Something to notice in the dump output above is that these are not, by any mean, the complete contents of the file foo.o. The .info ios dot-command informed us in the last section that foo.o contains 920 bytes, of which the dump command only showed us… 0x80 bytes, or 128 bytes in decimal.

dump is certainly capable of showing more (and less) than 128 bytes. We can ask dump to display some given amount of data by specifying its size using a command argument. For example:

(poke) dump :size 64#B
76543210  0011 2233 4455 6677 8899 aabb ccdd eeff  0123456789ABCDEF
00000000: 7f45 4c46 0201 0100 0000 0000 0000 0000  .ELF............
00000010: 0100 f700 0102 0000 0000 0000 0000 0000  ................
00000020: 0102 0000 0000 0000 9801 0000 0000 0000  ................
00000030: 0000 0000 4000 0000 0000 4000 0800 0700  ..............

The command above asks poke to “dump 64 bytes”. In this example :size is the name of the argument, and 64#B is the argument’s value. Again, the suffix #B tells poke we want to dump 64 bytes, not 64 kilobits nor 64 potatoes.

Another interesting aspect of our first dump (ahem) is that the dumped bytes start from the beginning of the file, i.e. the offset of the first byte is 0x0. Certainly there should be other areas of the file with interesting contents for us to inspect. To that purpose, we can use yet another option, :from:

(poke) dump :size 64#B :from 128#B
76543210  0011 2233 4455 6677 8899 aabb ccdd eeff  0123456789ABCDEF
00000080: 1400 0000 0000 0000 0000 0000 0000 0000  ................
00000090: 0000 0000 0000 0000 0000 0000 0000 0000  ................
000000a0: 0000 0000 0300 0100 0000 0000 0000 0000  ................
000000b0: 0000 0000 0000 0000 0000 0000 0300 0300  ................

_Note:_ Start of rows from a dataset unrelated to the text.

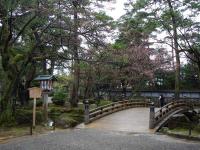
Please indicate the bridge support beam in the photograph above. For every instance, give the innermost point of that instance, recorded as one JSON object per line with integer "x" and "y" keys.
{"x": 86, "y": 112}
{"x": 152, "y": 117}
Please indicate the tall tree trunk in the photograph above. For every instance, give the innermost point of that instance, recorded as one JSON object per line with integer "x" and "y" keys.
{"x": 74, "y": 95}
{"x": 175, "y": 38}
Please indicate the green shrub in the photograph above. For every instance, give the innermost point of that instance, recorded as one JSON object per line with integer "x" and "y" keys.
{"x": 71, "y": 118}
{"x": 24, "y": 116}
{"x": 59, "y": 98}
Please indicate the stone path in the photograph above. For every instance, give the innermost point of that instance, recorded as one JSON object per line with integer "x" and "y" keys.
{"x": 96, "y": 139}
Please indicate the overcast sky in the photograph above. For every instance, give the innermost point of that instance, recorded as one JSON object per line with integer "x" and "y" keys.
{"x": 115, "y": 9}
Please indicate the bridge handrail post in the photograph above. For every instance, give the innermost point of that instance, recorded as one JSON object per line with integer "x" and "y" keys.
{"x": 152, "y": 116}
{"x": 86, "y": 112}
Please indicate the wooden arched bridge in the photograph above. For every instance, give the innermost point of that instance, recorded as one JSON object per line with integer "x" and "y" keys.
{"x": 157, "y": 117}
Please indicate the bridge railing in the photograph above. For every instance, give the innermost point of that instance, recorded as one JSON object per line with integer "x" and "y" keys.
{"x": 102, "y": 111}
{"x": 168, "y": 109}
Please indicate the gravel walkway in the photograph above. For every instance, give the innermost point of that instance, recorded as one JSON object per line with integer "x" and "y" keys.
{"x": 95, "y": 139}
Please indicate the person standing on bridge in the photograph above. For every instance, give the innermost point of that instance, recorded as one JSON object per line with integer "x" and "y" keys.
{"x": 162, "y": 100}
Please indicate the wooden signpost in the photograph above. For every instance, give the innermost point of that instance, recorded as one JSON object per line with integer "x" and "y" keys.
{"x": 34, "y": 93}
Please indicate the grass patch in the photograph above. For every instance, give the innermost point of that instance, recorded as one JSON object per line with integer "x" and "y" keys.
{"x": 17, "y": 131}
{"x": 104, "y": 102}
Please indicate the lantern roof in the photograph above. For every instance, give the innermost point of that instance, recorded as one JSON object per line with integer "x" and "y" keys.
{"x": 46, "y": 77}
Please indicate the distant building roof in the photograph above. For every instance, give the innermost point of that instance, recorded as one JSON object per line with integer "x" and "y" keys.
{"x": 45, "y": 77}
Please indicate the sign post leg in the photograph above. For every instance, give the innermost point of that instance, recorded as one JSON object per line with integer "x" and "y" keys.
{"x": 45, "y": 96}
{"x": 34, "y": 109}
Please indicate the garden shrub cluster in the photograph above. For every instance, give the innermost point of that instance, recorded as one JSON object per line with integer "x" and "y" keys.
{"x": 59, "y": 98}
{"x": 24, "y": 116}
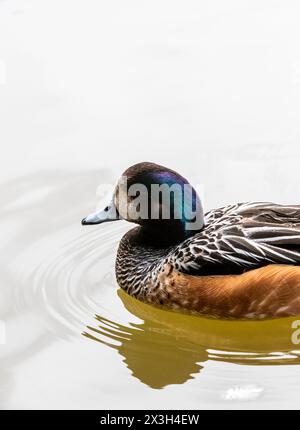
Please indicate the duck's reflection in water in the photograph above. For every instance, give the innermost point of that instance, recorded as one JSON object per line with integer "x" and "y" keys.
{"x": 169, "y": 348}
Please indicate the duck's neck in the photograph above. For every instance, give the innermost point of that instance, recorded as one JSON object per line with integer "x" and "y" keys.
{"x": 138, "y": 258}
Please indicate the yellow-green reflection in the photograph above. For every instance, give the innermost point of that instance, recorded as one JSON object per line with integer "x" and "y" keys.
{"x": 167, "y": 347}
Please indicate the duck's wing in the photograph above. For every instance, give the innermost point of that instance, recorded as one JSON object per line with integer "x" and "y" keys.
{"x": 240, "y": 237}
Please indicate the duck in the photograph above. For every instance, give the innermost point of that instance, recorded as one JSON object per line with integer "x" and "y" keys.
{"x": 241, "y": 261}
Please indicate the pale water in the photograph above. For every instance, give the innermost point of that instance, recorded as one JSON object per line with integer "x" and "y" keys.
{"x": 86, "y": 90}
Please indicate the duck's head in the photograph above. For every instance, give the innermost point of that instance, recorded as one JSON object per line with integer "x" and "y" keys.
{"x": 160, "y": 200}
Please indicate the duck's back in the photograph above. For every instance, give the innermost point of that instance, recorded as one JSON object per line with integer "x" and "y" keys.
{"x": 240, "y": 237}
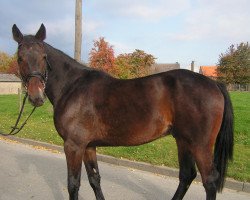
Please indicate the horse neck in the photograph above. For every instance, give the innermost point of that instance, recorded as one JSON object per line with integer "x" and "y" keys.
{"x": 63, "y": 73}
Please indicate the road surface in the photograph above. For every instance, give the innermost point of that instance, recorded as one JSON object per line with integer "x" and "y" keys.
{"x": 28, "y": 172}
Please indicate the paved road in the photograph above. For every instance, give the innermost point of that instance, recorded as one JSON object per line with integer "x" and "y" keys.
{"x": 27, "y": 172}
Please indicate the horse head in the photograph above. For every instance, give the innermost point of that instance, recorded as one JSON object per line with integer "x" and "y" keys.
{"x": 32, "y": 63}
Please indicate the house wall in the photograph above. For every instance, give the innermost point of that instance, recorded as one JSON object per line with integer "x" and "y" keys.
{"x": 10, "y": 87}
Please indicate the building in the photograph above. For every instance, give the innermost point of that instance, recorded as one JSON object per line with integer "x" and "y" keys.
{"x": 163, "y": 67}
{"x": 209, "y": 71}
{"x": 9, "y": 84}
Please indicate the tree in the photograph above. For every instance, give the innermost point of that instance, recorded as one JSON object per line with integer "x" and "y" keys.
{"x": 234, "y": 65}
{"x": 132, "y": 65}
{"x": 102, "y": 56}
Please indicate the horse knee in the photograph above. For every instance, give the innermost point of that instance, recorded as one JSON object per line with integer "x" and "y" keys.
{"x": 73, "y": 187}
{"x": 95, "y": 180}
{"x": 188, "y": 177}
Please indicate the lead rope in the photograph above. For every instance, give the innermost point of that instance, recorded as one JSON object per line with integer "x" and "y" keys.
{"x": 15, "y": 129}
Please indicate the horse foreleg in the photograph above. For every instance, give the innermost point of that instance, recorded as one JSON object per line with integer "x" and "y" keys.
{"x": 91, "y": 166}
{"x": 187, "y": 170}
{"x": 74, "y": 156}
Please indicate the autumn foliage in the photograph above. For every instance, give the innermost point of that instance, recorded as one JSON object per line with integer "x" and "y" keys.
{"x": 234, "y": 65}
{"x": 128, "y": 65}
{"x": 102, "y": 56}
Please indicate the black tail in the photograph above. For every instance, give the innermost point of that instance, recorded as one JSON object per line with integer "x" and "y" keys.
{"x": 223, "y": 150}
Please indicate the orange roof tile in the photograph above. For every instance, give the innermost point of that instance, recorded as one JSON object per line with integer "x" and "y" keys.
{"x": 209, "y": 71}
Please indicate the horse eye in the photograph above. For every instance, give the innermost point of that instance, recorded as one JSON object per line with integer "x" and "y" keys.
{"x": 19, "y": 59}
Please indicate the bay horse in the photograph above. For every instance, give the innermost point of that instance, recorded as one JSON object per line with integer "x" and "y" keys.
{"x": 92, "y": 108}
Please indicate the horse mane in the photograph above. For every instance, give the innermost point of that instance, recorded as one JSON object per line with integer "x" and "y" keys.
{"x": 52, "y": 51}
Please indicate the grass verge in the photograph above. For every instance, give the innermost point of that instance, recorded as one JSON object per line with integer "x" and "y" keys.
{"x": 160, "y": 152}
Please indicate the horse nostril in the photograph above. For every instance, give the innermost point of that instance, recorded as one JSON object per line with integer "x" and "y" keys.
{"x": 37, "y": 101}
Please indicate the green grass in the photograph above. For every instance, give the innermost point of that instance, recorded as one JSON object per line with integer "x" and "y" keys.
{"x": 160, "y": 152}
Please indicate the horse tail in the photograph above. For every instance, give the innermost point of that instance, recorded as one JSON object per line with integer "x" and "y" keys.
{"x": 223, "y": 151}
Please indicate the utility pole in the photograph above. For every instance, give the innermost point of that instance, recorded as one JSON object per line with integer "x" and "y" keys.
{"x": 78, "y": 30}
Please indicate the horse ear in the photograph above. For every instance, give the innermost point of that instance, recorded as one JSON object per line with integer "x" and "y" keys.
{"x": 17, "y": 35}
{"x": 41, "y": 33}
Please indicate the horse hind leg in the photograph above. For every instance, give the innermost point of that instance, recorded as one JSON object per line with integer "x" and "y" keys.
{"x": 187, "y": 171}
{"x": 94, "y": 177}
{"x": 209, "y": 174}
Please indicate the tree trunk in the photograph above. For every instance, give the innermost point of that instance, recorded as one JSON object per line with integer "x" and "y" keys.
{"x": 78, "y": 30}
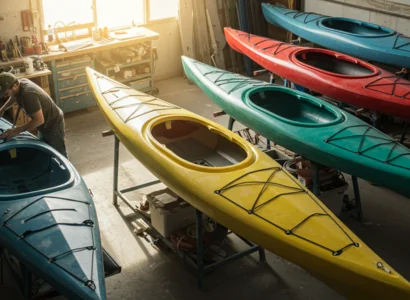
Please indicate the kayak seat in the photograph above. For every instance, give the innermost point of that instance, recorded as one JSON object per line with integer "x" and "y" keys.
{"x": 355, "y": 27}
{"x": 30, "y": 169}
{"x": 196, "y": 143}
{"x": 293, "y": 107}
{"x": 332, "y": 64}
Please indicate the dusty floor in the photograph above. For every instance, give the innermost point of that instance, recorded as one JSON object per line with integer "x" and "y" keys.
{"x": 148, "y": 273}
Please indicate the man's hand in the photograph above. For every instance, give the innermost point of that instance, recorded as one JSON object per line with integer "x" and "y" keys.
{"x": 10, "y": 133}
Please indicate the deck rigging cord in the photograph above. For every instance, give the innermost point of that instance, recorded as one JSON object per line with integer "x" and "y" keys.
{"x": 89, "y": 282}
{"x": 151, "y": 101}
{"x": 255, "y": 208}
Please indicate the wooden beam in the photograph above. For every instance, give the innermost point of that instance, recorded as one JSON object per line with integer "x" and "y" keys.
{"x": 201, "y": 28}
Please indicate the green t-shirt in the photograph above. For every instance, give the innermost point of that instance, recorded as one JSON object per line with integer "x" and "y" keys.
{"x": 31, "y": 98}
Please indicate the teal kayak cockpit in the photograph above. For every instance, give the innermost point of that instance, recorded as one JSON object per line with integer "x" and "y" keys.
{"x": 30, "y": 169}
{"x": 293, "y": 107}
{"x": 329, "y": 62}
{"x": 356, "y": 27}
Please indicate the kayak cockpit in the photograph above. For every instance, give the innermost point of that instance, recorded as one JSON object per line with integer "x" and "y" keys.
{"x": 356, "y": 27}
{"x": 330, "y": 62}
{"x": 28, "y": 170}
{"x": 293, "y": 107}
{"x": 197, "y": 143}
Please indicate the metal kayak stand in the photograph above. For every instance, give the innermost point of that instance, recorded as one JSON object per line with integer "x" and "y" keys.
{"x": 354, "y": 206}
{"x": 232, "y": 121}
{"x": 199, "y": 266}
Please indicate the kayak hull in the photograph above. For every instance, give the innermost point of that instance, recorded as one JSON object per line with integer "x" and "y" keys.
{"x": 329, "y": 73}
{"x": 285, "y": 218}
{"x": 360, "y": 39}
{"x": 50, "y": 223}
{"x": 347, "y": 144}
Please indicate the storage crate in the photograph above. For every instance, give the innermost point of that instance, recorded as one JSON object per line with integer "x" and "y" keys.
{"x": 169, "y": 212}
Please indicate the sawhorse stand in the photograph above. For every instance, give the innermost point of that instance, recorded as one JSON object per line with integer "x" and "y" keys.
{"x": 201, "y": 268}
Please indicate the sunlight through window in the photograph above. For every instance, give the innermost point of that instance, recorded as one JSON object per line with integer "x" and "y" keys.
{"x": 162, "y": 9}
{"x": 119, "y": 13}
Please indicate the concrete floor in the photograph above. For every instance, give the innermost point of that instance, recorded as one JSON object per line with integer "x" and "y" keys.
{"x": 149, "y": 273}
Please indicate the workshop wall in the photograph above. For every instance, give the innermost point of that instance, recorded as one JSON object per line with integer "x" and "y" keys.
{"x": 169, "y": 49}
{"x": 338, "y": 9}
{"x": 10, "y": 19}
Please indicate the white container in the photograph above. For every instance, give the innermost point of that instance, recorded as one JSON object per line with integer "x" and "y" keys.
{"x": 28, "y": 63}
{"x": 169, "y": 212}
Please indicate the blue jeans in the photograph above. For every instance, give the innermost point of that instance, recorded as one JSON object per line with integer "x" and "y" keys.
{"x": 55, "y": 137}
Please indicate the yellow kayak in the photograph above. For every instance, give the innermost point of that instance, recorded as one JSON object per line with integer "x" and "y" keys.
{"x": 243, "y": 189}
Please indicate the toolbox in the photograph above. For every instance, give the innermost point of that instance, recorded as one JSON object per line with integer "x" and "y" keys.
{"x": 169, "y": 212}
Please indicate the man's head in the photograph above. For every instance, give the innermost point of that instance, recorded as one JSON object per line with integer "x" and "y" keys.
{"x": 8, "y": 85}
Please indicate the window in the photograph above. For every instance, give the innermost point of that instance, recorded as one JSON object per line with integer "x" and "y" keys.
{"x": 119, "y": 13}
{"x": 61, "y": 13}
{"x": 162, "y": 9}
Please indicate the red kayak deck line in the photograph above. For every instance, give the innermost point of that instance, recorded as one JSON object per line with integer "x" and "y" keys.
{"x": 327, "y": 72}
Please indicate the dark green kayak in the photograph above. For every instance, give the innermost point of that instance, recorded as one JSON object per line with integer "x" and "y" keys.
{"x": 48, "y": 219}
{"x": 306, "y": 125}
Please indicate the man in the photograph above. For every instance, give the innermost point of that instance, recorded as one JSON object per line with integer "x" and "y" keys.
{"x": 45, "y": 115}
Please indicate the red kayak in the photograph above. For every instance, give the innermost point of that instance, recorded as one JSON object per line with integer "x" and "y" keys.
{"x": 327, "y": 72}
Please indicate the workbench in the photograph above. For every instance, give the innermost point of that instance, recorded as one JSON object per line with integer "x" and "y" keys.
{"x": 69, "y": 86}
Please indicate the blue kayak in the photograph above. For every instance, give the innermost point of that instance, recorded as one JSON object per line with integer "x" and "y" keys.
{"x": 48, "y": 219}
{"x": 360, "y": 39}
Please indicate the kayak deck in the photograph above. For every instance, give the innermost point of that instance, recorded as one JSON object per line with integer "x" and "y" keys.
{"x": 197, "y": 144}
{"x": 293, "y": 108}
{"x": 30, "y": 169}
{"x": 61, "y": 230}
{"x": 356, "y": 27}
{"x": 331, "y": 63}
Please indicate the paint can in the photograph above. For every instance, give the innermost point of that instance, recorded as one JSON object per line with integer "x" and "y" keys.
{"x": 28, "y": 63}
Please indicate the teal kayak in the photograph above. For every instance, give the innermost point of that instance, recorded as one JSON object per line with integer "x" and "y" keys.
{"x": 48, "y": 219}
{"x": 368, "y": 41}
{"x": 306, "y": 125}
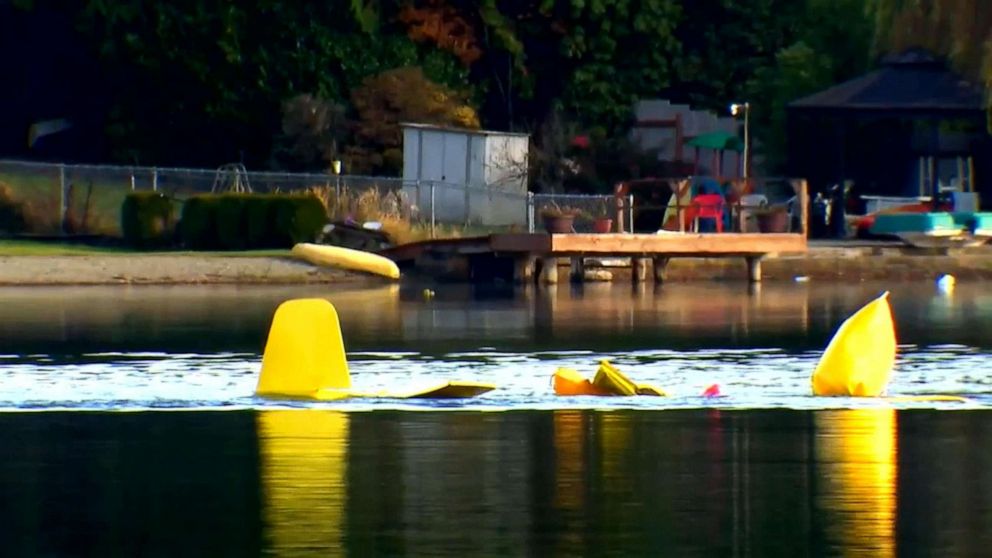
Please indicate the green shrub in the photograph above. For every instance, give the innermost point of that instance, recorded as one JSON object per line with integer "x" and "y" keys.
{"x": 251, "y": 221}
{"x": 232, "y": 222}
{"x": 198, "y": 226}
{"x": 13, "y": 216}
{"x": 258, "y": 221}
{"x": 148, "y": 219}
{"x": 299, "y": 219}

The command above asks poke to “dump 64 bytes starting at 128 bytes from the beginning of the file”. Note how the first row of bytes start at offset 0x80, i.e. 128 in decimal.

Passing options to commands is easy and natural, but we may find ourselves passing the same values again and again to certain command options. For example, if the default size of dump of 128 bytes is not what you prefer, because you have a particularly tall monitor, or you are one of these people using sub-atomic sized fonts, it can be tiresome and error-prone to pass :size to dump every time you use it. Fortunately, the default size can be customized by setting a global variable:

(poke) pk_dump_size = 160#B

This tells poke to set 160 bytes as the new value for the pk_dump_size variable. This is a global variable that the dump command uses to determine how much data to show if the user doesn’t specify an explicit value with the :size option. Many other commands use the same strategy in order to alter their default behavior, not just dump.

And now that we are talking about that, it is also cumbersome to have to set the default size used by dump every time we run poke. But no problem, just set the variable in a file called .pokerc in your home directory, like this:

pk_dump_size = 160#B

Every time poke starts, it reads ~/.pokerc and executes the commands contained in it. See .pokerc.

The dump command is very flexible, and accepts a lot of options and customization variables that we won’t be covering in this chapter. For a complete description of the command, see dump.


Footnotes

(1)

Note that this is not a dot-command like .file, .ios or .close: dump does not start with a dot! We will see later how dot-commands differ from “normal commands” like dump, but for now, let’s ignore the distinction.

(2)

Do not be fooled by the fact dump shows the hexadecimal digits in groups of four: this is just a visual aid and, as we shall see, it is possible to change the grouping by passing arguments to dump.